My first experience with computers was on an old TRS-80. Yep, we saved our little animation projects and games on a cassette tape and we could hook it up to any old TV in the house. Those were the days. Not long after that I got my first taste of computers in school with the Apple II and Apple III computers. Back then the educational gaming was in the form of “Oregon Trail” and “Where In the World is Carmen San Diego?” and “King’s Quest” if I remember correctly.
Later on I got to play on the Commodore 64 when I went over to my friend Jeremy or Joe’s house. There were many sleepovers where no sleep was experienced, that time was set aside instead for all night computer games.
Later in high school our art department had an Amiga 2000 that I got my first real experience with computer animation and graphic production. My first animation was a 3D globe that spun on the screen like it was in orbit.
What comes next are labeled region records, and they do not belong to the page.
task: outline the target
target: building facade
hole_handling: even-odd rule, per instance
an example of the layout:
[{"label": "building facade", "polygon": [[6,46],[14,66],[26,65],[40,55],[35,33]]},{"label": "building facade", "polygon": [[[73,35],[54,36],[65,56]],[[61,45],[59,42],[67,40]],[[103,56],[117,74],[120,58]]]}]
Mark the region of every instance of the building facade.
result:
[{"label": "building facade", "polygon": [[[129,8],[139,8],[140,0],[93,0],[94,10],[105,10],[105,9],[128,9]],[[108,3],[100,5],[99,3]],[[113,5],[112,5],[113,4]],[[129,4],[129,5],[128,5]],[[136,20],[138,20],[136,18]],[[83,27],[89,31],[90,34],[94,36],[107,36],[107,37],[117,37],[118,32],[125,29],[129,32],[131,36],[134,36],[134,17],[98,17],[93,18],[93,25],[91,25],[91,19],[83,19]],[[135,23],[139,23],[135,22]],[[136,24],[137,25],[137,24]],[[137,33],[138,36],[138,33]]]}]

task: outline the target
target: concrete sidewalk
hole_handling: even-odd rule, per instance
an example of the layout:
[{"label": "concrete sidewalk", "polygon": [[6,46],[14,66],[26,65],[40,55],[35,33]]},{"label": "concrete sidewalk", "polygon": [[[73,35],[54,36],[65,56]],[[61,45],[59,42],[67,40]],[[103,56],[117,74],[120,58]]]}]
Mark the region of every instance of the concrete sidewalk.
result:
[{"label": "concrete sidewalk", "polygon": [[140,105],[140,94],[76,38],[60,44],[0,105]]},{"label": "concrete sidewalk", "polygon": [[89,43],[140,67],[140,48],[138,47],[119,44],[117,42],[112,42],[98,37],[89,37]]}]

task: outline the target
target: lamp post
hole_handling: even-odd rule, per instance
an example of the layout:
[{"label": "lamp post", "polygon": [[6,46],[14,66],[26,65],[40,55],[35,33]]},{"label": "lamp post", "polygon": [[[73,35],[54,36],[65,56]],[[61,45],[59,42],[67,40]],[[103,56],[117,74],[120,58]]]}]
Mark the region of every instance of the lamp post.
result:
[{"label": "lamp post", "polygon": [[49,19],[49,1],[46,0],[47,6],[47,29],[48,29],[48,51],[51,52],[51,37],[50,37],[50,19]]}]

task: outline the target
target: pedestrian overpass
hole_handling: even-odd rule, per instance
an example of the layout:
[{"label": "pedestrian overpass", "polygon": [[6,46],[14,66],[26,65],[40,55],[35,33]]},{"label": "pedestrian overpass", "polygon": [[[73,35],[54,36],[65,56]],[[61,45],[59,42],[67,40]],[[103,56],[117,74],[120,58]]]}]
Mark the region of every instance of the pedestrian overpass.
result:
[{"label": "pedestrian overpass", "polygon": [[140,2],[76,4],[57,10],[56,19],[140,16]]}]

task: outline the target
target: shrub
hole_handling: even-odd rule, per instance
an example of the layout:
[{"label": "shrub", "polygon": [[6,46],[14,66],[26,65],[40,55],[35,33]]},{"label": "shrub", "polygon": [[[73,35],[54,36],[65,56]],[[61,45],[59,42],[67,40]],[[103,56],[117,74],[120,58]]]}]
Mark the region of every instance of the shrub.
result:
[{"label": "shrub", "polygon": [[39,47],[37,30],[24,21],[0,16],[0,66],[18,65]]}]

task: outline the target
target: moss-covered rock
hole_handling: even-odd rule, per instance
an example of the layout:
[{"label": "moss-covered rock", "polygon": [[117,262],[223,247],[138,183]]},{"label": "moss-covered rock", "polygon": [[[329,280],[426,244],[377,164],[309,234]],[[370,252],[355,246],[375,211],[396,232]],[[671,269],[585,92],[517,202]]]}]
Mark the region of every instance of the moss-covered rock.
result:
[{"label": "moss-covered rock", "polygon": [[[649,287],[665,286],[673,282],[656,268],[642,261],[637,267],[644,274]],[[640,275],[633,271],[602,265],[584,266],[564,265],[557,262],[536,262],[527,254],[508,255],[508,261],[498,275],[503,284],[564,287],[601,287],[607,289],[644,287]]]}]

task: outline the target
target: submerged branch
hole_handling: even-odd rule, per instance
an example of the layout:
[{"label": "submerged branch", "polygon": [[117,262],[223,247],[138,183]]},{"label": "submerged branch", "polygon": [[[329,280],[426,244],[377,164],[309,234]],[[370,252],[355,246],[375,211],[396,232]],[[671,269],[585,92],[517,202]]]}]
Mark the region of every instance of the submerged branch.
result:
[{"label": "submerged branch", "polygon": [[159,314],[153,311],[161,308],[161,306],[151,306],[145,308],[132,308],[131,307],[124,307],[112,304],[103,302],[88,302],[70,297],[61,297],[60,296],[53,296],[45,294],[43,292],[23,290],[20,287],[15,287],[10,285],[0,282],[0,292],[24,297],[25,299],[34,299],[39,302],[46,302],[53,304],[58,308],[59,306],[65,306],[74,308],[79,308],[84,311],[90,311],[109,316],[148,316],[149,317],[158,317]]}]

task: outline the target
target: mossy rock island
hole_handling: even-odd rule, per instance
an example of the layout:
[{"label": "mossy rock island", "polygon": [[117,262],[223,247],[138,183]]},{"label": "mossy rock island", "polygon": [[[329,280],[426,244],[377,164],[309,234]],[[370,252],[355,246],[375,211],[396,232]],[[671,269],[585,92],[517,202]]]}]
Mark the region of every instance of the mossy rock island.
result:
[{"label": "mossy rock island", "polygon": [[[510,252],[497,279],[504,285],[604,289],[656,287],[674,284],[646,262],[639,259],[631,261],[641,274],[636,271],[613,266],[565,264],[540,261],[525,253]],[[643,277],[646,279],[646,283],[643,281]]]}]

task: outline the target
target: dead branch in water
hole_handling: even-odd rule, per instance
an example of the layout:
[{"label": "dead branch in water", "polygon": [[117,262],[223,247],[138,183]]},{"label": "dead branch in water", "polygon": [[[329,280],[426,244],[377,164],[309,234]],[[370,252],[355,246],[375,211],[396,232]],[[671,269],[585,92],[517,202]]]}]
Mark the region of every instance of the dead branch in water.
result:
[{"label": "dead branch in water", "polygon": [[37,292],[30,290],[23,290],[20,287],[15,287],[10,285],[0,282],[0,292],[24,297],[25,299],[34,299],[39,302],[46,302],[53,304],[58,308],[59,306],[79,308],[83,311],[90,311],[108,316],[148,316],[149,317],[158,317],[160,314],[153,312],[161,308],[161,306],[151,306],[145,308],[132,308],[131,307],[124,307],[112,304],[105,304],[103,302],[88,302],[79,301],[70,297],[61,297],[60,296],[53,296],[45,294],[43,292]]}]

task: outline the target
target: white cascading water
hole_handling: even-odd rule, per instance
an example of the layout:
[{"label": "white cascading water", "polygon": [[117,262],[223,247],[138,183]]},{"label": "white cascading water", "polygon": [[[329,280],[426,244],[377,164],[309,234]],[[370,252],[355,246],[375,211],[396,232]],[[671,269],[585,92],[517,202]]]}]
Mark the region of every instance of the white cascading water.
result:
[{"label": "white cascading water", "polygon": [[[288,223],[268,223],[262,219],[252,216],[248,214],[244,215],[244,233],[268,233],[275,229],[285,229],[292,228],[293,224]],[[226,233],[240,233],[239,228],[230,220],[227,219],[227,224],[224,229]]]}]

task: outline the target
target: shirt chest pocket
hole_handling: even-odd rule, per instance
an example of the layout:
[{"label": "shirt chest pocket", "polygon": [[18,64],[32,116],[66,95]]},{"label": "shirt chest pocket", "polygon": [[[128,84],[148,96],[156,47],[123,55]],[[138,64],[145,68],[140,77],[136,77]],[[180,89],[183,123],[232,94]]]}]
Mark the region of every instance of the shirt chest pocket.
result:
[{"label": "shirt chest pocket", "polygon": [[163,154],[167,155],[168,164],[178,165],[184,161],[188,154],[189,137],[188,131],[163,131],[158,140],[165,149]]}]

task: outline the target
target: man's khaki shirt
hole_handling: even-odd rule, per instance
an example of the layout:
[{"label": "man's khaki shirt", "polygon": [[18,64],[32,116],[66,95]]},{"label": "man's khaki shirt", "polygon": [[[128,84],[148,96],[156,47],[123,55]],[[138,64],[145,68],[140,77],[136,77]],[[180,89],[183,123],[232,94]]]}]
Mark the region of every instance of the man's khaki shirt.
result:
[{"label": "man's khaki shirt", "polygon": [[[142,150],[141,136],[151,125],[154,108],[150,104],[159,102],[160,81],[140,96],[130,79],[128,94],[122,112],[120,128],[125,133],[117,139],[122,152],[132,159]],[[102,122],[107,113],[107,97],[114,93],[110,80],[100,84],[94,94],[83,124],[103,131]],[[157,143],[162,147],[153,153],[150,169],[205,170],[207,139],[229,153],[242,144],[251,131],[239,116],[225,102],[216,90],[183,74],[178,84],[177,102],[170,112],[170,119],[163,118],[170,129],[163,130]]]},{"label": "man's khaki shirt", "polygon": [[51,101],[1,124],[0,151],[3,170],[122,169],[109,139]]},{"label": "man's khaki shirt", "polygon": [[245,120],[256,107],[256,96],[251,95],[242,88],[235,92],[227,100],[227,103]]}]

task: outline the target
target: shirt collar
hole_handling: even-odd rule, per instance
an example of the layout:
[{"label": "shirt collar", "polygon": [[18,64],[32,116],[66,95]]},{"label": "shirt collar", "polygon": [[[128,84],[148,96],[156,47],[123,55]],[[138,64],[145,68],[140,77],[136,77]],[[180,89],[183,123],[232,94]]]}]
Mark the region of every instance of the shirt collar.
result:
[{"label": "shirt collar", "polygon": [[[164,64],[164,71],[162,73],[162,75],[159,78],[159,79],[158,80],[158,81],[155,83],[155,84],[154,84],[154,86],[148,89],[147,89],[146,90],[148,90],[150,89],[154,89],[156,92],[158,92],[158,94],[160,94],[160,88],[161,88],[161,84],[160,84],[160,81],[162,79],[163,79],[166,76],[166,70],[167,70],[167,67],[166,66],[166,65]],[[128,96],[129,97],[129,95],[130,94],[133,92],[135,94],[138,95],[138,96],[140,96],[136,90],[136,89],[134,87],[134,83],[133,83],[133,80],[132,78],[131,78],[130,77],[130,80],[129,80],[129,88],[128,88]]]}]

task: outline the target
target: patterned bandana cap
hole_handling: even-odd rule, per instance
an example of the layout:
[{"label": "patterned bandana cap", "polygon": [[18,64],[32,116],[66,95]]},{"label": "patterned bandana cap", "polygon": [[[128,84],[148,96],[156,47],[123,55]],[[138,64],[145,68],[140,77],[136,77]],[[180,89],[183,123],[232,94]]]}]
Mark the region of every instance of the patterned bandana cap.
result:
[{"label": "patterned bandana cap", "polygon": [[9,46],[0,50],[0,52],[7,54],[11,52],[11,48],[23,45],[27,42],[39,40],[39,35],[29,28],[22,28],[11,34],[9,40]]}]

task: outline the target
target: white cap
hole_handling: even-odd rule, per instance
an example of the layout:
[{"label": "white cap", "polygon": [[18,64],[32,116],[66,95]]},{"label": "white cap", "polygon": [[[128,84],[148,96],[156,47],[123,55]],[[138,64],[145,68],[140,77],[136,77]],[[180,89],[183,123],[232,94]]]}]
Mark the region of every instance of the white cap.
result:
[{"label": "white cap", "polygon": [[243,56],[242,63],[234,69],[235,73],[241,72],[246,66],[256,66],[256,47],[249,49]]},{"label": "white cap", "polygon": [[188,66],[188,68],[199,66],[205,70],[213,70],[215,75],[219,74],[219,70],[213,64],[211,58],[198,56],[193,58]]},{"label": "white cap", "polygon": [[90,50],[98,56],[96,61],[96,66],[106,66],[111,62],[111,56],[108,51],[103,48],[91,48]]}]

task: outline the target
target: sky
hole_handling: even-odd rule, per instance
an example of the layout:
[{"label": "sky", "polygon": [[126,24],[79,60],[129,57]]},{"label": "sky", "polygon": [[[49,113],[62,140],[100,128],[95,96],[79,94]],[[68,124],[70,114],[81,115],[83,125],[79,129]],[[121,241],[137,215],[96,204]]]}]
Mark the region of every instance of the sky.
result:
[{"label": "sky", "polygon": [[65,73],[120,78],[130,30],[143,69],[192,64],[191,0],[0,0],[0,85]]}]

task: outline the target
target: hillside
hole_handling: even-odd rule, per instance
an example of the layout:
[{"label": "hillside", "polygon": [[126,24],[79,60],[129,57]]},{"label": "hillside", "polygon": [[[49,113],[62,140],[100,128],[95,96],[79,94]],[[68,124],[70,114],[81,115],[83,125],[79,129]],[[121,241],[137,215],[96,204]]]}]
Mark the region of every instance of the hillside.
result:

That was cool! From there we sometimes got to use some old Gateway computers (I think?) for working on some papers using WordPerfect that would then get printed off on the old buzzing, dot matrix printers.
In college, a divided my time kind of evenly between the Mac computer lab and the PC lab. This was also my first experience with the Internet. Seems like so long ago.
As you can see, I’m comfortable on a number of platforms, but for the majority of my adult life I’ve been a PC guy. IT seems at a point a couple of months ago the computer processing planets aligned and did their best to try to push me back over to the dark Apple side of the force. Within a period of about two weeks our household gained a used Macbook from a friend, an iPad from another friend and I was even asked to try out a new iPhone 4 on Verizon’s network.